Does the proposed budget put the government on a path to reduce the federal debt within a decade to a sustainable percentage of GDP? Given the fiscal outlook and the committee’s analysis of the many factors that affect economic outcomes, the committee believes that the lowest ratio that is economically manageable within a decade, as well as practically and politically feasible, is 60 percent.
Does the proposed budget align revenues and spending closely over the long term?
Does the proposed budget restrain health care cost growth and introduce changes now in the major entitlement programs and in other spending and tax policies that will have cumulative beneficial fiscal effects over time?
Does the budget include spending and revenue policies that are cost-effective and promote more efficient use of resources in both the public and private sectors?
Does the federal budget reflect a realistic assessment of the fiscal problems facing state and local governments?
The President and Congress share accountability for putting and keeping the federal budget on a sustainable path. The Office of Management and Budget and the Congressional Budget Office—as well as private organizations—can make major contributions to the needed reassessment of the nation’s fiscal course by regularly publishing projections of the long-term effects of the President’s budget and of major alternatives. Those projections can be used to assess the extent to which proposals are sustainable by the tests above.
The current federal budget process does not favor forward-looking assessment and management of the nation’s fiscal position. The committee finds that the present process gives too much weight to the interests of the current generation and too little weight to the interests of future generations. If the process is an obstacle to prompt correct action, then the first step in dealing with the fiscal challenge is to reform it.
The committee favors reforming the budget process to make it more far
sighted and to establish a new regime of responsible budget stewardship. Under this new regime, leaders will be better prepared to take the political actions necessary to fairly represent the interests of the nation’s children and grandchildren and to avoid the potentially serious consequences of continuing on the present path.

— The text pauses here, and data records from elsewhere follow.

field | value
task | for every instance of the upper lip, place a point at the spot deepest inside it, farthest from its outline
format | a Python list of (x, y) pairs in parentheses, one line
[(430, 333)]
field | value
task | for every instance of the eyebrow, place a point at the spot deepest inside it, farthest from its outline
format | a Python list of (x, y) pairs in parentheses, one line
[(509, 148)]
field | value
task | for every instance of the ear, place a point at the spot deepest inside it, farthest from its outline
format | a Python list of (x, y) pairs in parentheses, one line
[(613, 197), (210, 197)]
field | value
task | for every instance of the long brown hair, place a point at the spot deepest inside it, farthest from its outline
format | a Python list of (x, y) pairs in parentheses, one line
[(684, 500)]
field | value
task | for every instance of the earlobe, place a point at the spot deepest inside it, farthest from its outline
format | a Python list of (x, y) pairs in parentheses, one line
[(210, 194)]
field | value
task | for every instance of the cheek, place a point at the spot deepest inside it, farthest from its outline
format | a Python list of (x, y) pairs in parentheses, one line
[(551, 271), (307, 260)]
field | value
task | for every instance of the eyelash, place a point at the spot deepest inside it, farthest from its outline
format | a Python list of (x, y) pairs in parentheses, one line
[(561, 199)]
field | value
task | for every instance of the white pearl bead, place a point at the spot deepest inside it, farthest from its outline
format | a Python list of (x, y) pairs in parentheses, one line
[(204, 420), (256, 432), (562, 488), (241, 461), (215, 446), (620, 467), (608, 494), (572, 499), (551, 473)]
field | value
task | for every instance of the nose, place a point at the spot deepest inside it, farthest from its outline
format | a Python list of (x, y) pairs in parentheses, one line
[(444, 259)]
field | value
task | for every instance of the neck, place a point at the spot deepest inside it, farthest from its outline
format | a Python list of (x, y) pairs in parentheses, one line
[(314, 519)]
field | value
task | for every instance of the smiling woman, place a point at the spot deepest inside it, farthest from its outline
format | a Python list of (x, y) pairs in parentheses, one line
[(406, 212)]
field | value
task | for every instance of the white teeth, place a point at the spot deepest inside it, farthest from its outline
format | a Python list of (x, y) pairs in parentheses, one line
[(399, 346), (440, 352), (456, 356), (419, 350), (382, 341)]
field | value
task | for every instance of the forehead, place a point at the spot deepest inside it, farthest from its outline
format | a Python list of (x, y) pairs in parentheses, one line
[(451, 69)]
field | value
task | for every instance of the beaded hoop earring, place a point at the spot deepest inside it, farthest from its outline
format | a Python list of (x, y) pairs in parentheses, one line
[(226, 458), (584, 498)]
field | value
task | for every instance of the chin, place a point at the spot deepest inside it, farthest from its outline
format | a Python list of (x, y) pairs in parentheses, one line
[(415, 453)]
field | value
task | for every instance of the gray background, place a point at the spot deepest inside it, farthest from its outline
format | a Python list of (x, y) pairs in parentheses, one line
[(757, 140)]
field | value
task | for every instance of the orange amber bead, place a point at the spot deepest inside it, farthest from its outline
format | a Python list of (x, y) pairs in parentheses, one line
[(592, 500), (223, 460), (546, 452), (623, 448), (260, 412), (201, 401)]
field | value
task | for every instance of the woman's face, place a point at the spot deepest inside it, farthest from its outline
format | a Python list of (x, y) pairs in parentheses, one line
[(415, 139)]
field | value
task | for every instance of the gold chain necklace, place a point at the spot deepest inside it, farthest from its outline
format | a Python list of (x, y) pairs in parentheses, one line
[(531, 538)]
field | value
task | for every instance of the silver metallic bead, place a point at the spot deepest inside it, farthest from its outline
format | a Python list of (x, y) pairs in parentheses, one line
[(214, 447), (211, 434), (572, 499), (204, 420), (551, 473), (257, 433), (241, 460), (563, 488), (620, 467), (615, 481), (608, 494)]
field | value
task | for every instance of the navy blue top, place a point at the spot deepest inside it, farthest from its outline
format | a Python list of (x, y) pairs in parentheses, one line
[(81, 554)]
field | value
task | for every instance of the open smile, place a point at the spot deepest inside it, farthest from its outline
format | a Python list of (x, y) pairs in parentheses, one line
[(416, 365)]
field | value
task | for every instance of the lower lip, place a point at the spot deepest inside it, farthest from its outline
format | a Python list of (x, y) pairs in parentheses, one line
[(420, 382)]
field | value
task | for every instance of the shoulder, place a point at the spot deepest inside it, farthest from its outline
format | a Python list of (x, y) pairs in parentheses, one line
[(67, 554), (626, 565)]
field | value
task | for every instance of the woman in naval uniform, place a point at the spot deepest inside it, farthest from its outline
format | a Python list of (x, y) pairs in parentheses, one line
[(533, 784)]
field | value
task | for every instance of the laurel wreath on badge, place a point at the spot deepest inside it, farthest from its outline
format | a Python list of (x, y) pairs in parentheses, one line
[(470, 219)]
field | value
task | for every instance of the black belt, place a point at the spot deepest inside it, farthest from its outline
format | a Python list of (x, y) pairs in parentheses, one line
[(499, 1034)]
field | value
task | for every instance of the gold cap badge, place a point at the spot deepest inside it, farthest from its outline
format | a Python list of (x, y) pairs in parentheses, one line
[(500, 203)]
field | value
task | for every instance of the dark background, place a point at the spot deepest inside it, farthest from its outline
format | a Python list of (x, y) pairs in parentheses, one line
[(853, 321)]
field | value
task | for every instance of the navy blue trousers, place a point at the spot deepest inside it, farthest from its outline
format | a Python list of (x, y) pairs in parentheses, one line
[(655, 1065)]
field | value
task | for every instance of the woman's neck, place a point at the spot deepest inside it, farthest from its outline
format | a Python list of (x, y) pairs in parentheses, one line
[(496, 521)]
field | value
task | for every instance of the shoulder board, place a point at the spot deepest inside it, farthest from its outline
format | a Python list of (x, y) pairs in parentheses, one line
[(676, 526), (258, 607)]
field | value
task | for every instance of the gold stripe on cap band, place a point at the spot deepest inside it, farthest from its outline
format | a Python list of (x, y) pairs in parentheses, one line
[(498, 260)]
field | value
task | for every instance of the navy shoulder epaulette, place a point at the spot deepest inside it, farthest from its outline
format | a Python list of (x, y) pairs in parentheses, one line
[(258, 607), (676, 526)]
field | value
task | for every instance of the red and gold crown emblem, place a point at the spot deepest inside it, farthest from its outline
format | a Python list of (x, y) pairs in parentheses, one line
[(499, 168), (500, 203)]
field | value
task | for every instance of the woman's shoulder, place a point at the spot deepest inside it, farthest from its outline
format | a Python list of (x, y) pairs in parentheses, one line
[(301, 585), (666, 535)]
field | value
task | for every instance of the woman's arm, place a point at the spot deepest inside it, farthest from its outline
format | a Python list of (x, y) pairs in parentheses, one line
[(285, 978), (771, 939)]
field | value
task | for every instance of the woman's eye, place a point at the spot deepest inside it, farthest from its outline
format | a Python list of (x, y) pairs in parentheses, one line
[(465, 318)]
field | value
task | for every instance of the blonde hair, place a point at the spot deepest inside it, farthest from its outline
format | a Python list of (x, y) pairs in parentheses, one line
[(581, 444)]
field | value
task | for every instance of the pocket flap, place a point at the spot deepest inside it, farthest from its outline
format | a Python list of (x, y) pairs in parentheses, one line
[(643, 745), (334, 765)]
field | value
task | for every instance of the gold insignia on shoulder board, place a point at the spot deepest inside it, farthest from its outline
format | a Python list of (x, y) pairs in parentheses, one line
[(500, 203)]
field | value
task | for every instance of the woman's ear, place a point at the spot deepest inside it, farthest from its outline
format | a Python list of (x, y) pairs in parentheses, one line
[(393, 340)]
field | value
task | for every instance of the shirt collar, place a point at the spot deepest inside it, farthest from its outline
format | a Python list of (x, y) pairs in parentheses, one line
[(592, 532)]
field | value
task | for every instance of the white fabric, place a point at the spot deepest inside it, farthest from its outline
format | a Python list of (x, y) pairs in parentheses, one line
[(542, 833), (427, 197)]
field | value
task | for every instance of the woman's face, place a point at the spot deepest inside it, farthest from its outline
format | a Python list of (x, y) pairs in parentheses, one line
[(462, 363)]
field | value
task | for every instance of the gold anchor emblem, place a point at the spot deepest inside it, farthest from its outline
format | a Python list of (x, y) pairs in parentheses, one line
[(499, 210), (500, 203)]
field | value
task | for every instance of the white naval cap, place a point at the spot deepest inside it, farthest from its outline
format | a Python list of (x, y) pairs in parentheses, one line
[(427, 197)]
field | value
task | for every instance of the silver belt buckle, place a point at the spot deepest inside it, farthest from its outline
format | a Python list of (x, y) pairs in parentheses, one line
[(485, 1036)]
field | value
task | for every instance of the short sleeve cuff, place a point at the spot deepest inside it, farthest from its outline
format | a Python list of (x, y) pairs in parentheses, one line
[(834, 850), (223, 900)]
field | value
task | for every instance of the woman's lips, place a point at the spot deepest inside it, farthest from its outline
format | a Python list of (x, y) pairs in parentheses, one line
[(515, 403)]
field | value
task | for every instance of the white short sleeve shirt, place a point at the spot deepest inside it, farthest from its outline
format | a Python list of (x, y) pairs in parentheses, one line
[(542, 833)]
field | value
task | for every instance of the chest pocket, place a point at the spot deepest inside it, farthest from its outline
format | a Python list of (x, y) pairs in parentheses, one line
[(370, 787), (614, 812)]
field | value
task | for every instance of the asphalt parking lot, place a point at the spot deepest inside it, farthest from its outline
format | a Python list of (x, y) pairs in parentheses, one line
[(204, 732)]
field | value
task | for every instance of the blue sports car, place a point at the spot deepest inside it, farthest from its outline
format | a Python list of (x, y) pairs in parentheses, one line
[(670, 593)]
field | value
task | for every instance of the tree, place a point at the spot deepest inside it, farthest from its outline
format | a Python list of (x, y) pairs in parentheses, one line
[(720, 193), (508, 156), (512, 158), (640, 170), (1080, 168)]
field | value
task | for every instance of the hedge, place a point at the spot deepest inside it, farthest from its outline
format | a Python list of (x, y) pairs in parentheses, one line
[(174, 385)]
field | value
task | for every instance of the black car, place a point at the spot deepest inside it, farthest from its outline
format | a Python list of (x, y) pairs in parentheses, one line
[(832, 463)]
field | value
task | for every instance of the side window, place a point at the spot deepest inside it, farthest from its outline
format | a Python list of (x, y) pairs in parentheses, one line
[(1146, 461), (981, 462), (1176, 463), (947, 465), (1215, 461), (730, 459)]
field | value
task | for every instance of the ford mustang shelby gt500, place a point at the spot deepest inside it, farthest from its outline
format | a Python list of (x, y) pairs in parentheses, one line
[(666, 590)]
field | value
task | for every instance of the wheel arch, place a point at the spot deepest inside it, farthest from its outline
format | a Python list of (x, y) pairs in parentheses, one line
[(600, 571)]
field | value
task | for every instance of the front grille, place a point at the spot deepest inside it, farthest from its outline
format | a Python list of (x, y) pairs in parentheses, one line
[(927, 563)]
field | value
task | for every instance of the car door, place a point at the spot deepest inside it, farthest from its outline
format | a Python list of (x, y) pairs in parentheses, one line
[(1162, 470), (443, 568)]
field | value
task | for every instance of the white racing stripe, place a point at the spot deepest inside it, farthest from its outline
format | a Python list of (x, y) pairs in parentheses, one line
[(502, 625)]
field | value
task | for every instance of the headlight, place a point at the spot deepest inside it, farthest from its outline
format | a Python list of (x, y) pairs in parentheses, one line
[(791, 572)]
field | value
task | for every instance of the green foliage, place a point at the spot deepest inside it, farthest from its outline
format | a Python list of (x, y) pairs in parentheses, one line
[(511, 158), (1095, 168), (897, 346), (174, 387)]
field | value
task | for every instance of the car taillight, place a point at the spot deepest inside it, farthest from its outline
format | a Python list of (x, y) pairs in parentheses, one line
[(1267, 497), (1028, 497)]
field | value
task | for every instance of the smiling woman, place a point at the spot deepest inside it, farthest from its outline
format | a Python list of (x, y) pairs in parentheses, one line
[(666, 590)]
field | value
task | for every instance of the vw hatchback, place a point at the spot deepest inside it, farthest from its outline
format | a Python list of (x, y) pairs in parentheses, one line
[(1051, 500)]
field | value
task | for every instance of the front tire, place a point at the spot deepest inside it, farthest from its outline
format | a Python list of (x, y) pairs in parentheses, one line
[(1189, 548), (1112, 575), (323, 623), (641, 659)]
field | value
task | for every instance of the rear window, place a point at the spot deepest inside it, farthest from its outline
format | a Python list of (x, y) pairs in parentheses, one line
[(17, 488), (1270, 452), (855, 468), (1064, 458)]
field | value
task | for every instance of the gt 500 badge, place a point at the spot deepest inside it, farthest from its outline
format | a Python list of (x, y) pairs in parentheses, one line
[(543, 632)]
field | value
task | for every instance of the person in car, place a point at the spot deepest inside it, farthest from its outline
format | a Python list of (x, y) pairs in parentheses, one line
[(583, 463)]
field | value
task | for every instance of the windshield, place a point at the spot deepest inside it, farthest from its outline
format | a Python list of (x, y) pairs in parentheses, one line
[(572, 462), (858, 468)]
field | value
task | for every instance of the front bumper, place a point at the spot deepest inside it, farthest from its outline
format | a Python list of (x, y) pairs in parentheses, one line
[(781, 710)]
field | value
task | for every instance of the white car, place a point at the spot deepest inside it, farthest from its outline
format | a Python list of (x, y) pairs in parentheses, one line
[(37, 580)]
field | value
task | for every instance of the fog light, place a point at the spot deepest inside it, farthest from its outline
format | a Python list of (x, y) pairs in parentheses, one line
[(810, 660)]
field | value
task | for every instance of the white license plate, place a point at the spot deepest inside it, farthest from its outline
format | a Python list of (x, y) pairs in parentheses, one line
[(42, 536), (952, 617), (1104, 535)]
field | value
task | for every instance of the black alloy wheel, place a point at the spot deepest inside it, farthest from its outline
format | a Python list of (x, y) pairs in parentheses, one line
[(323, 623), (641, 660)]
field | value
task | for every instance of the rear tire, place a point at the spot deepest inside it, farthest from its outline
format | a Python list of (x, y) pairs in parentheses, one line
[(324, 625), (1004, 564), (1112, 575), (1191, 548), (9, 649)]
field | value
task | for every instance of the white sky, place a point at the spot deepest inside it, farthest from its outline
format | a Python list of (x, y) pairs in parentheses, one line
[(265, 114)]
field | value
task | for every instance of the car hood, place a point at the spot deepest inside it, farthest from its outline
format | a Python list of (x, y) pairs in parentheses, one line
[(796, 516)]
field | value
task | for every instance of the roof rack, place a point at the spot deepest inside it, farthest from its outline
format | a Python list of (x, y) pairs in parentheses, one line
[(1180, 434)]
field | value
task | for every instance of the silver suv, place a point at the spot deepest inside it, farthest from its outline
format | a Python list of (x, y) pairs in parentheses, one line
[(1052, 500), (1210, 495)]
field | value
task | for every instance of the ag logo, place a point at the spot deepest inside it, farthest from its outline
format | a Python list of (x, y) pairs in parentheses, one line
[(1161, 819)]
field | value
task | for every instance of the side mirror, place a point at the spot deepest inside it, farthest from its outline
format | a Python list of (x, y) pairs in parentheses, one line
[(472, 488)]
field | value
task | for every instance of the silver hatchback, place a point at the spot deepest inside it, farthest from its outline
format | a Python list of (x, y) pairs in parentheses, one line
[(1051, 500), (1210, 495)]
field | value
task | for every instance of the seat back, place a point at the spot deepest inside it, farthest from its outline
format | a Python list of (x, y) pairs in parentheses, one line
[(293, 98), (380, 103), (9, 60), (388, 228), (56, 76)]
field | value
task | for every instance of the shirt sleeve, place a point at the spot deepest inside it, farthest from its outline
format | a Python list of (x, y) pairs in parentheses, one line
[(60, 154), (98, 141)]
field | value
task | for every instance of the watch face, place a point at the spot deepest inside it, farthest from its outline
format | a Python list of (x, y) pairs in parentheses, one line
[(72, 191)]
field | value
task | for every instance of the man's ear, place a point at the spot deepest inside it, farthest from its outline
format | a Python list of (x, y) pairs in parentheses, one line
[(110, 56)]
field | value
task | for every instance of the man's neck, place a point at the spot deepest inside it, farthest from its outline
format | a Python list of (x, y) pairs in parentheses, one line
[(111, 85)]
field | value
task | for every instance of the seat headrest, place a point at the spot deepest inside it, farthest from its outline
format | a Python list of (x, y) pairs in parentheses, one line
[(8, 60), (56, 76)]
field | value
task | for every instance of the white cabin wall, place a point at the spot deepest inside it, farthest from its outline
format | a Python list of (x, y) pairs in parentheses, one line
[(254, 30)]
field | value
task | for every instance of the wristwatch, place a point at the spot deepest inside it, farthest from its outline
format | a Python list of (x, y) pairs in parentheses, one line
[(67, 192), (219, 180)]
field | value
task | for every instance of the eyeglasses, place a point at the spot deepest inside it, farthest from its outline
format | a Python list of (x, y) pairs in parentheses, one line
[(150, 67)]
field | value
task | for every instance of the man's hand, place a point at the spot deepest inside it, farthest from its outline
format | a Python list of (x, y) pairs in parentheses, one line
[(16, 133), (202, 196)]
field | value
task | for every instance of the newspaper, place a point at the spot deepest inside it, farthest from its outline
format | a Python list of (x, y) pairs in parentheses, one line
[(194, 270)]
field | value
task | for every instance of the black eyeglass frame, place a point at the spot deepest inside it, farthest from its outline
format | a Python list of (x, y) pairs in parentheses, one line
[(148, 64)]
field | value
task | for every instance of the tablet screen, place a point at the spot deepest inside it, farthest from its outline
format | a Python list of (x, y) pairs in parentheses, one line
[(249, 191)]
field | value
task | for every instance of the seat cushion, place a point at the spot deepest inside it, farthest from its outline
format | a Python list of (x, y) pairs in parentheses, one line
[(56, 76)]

If action is taken soon, the country has a wide choice of options to help achieve fiscal sustainability. All are difficult; but if action is postponed, the options will be fewer and the choices will be even more difficult. With delay, the risk of a disruptive fiscal crisis will grow, and the standard of living experienced by everyone’s grandchildren is likely to be lower than it is for people today.
The challenges are formidable, but not impossible. If the nation accepts sacrifices in the short run, it will be much stronger, safer, and more prosperous in the long run.